The most notable impact of the US Securities and Exchange Commission’s proposed reforms for GP-led secondaries is a requirement for the GP to obtain a fairness opinion from an independent provider and share it with interested parties.
“In our view, this is ultimately a healthy development for the GP-led market,” says Rob Campbell, head of North America for ICG Strategic Equity. “With so many constituents involved, these transactions have always been rife with potential conflicts of interest. An independent valuation and fairness opinion is prudent from both a legal and business standpoint, as all stakeholders are comfortable that the transaction is fair to them from a financial point of view.
“Encouragingly, the SEC’s proposal acknowledges the benefits associated with GP-led transactions, namely how they provide a mechanism for investors to receive liquidity and also provide additional capital and/or time to maximise the value of the fund’s assets.”
Meanwhile, Valérie Handal, a managing director at HarbourVest, does not believe that the new requirements – which also include obligations to report transactions to the SEC – should represent a material burden for sizeable, high-quality GPs with well-established compliance teams.
“As such, we wouldn’t expect a meaningful change in activity for deals involving GPs of this type,” she says. “Overall, we expect GP-led activity to remain robust, as these deals, when properly constructed, can represent a win-win-win solution for all parties involved. GPs can extend their ownership of trophy assets; existing investors have the option to receive liquidity or to maintain their exposure; and secondary investors can access great assets, managed by high-quality GPs, that wouldn’t have historically traded on the secondary market.”
Nothing to fear
Debevoise & Plimpton partner Marc Ponchione, however, says that if the rules are finalised, as anticipated this spring, the provisions applicable to secondaries are largely unnecessary. “Many secondaries deals already require fairness opinions or contain features that mitigate the risks the proposed rule seeks to address and make a fairness opinion redundant,” Ponchione explains. “For example, many deals require LPAC consent on the sellside, and experience generally shows that a significant majority of investors elect to receive cash when given the option to cash out or roll forward, which is indicative that investors view the price offered as fair.”

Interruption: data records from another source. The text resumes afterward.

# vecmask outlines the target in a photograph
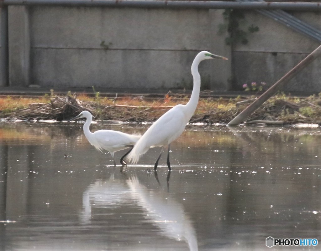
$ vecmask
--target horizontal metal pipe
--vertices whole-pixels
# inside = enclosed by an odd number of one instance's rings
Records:
[[[235,2],[175,0],[2,0],[3,5],[46,5],[179,9],[239,9],[321,10],[321,3]]]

More fundamental is the fact that many aspects of the proposed rule – including the new requirements for secondaries – involve the SEC imposing a requirement in a purely commercial situation that is better handled between sophisticated private parties, Ponchione adds. “In the context of secondary transactions, those parties may ultimately conclude that the expense of a fairness opinion isn’t necessary and outweighs its value. To take this decision out of the hands of consenting institutional parties smacks of overreaching.”